Python bindings and integrations for the excellent object_store
crate.
The main idea is to provide a common interface to various storage backends including the
objects stores from most major cloud providers. The APIs are very focussed and taylored
towards modern cloud native applications by hiding away many features (and complexities)
encountered in full fledges file systems.
Among the included backend are:
- Amazon S3 and S3 compliant APIs
- Google Cloud Storage Buckets
- Azure Blob Gen1 and Gen2 accounts (including ADLS Gen2)
- local storage
- in-memory store
The object-store-python
package is available on PyPI and can be installed via
poetry add object-store-python
or using pip
pip install object-store-python
The main ObjectStore
API mirrors the native object_store
implementation, with some slight adjustments for ease of use in python programs.
from object_store import ObjectStore, ObjectMeta, Path
# we use an in-memory store for demonstration purposes.
# data will not be persisted and is not shared across store instances
store = ObjectStore("memory://")
store.put(Path("data"), b"some data")
data = store.get("data")
assert data == b"some data"
blobs = store.list()
meta = store.head("data")
range = store.get_range("data", start=0, length=4)
assert range == b"some"
store.copy("data", "copied")
copied = store.get("copied")
assert copied == data
from object_store import ObjectStore, ObjectMeta, Path
# we use an in-memory store for demonstration purposes.

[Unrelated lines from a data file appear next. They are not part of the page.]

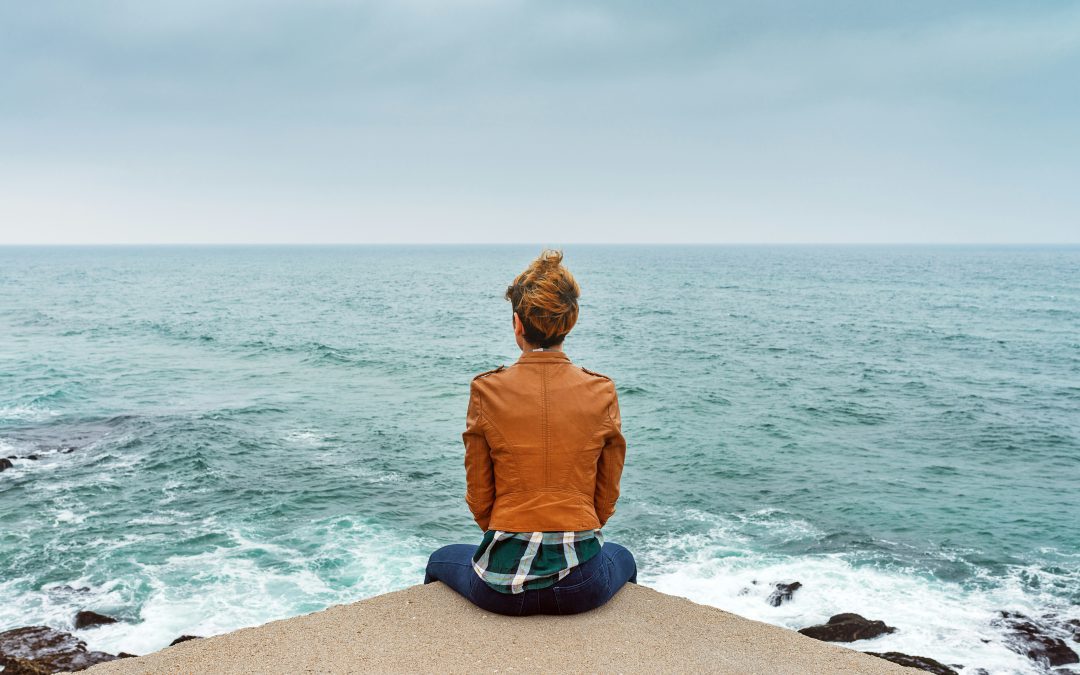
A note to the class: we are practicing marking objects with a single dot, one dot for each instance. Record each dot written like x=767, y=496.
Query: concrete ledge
x=432, y=629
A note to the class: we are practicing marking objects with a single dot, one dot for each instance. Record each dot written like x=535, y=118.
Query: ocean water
x=231, y=435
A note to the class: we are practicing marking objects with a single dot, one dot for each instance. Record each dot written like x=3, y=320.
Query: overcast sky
x=539, y=121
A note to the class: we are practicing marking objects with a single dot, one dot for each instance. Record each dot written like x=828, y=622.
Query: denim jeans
x=586, y=586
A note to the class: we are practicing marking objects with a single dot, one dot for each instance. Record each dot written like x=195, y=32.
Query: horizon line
x=642, y=243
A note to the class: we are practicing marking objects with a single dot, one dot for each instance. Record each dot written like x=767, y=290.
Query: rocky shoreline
x=1044, y=640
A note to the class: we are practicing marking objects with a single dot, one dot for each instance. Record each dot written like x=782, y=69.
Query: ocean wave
x=949, y=621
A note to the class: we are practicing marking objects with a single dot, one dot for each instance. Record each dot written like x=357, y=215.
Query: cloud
x=741, y=121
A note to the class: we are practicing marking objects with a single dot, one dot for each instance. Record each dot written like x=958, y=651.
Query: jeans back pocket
x=584, y=595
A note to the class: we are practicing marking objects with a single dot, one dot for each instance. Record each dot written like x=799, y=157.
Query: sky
x=550, y=121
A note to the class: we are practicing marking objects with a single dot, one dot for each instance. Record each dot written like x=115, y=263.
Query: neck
x=528, y=348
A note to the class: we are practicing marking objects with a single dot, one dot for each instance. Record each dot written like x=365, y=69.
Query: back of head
x=545, y=298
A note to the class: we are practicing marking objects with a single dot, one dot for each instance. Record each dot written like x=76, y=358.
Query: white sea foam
x=26, y=413
x=306, y=436
x=250, y=582
x=937, y=619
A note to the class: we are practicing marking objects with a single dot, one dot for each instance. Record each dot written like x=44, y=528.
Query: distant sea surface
x=231, y=435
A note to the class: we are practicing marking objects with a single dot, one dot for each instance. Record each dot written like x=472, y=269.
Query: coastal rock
x=48, y=648
x=783, y=592
x=923, y=663
x=14, y=665
x=847, y=628
x=1026, y=636
x=86, y=618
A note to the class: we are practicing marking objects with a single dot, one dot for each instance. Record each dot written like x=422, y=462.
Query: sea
x=228, y=435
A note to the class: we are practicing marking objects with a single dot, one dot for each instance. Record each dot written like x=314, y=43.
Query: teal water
x=260, y=432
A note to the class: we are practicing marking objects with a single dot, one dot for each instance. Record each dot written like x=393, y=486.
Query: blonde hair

# data will not be persisted and is not shared across store instances
store = ObjectStore("memory://")
path = Path("data")
await store.put_async(path, b"some data")
data = await store.get_async(path)
assert data == b"some data"
blobs = await store.list_async()
meta = await store.head_async(path)
range = await store.get_range_async(path, start=0, length=4)
assert range == b"some"
await store.copy_async(Path("data"), Path("copied"))
copied = await store.get_async(Path("copied"))
assert copied == data
As much as possible we aim to make access to various storage backends dependent only on runtime configuration. The kind of service is always derived from the url used to specifiy the storage location. Some basic configuration can also be derived from the url string, dependent on the chosen url format.
from object_store import ObjectStore
storage_options = {
"azure_storage_account_name": "<my-account-name>",
"azure_client_id": "<my-client-id>",
"azure_client_secret": "<my-client-secret>",
"azure_tenant_id": "<my-tenant-id>"
}
store = ObjectStore("az://<container-name>", storage_options)
We can provide the same configuration via the environment.
import os
from object_store import ObjectStore
os.environ["AZURE_STORAGE_ACCOUNT_NAME"] = "<my-account-name>"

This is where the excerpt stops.